Hi JFC,
I have not checked ur current code, but the topic reminds me of our
history in mod_jk land. There we switched the counters to atomics were
available. The other problematic part could be how to handle process
local counters versus global counters.
Busyness was especially problematic for mod_jk as well, because we never
deremented below zero if we lost increments, but if we lost decrements
the counters stayed elevated.
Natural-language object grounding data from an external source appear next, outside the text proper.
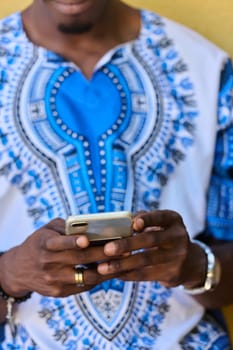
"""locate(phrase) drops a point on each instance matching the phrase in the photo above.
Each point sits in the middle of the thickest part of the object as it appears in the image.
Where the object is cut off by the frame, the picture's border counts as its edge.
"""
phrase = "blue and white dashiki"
(139, 135)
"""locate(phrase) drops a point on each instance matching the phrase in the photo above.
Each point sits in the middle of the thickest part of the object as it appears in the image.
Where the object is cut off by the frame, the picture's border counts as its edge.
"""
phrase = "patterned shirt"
(139, 135)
I think there we now have no longer such
problems.
Best regards,
Rainer
Am 30.08.23 um 17:19 schrieb jean-frederic clere:
Hi,
All the balancers have thread/process safe issues, but with bybusyness
the effect is worse, basically a worker may stay with a busy count
greater than zero even no request is being processed.
busy is displayed in the balancer_handler() so users/customers will
notice the value doesn't return to zero...
If you run a load test the value of busy will increase by time and in
all the workers
When using bybusyness, having pics in the load and later no much load
makes the lowest busy workers used and the ones with a wrong higher
value not being used.
In a test with 3 workers, I end with busy:
worker1: 3
worker2: 0
worker3: 2
Doing the load test several time the buys values are increasing in all
workers.
I am wondering is we could end with something like:
worker1: 1000
worker2: 0
worker3: 1000
in this case bybusyness will send all the load to worker2 until we reach
1000 simultaneous request on worker2... Obvious that looks bad.
How to fix that?
1 - reset the busy using a watchdog and elected (or transferred+read)
unchanged for some time (using one of timeout we have on workers).
2 - warn in the docs that bybusyness is not the best choice for
loadbalancing.
3 - create another balancer that just choose random a worker.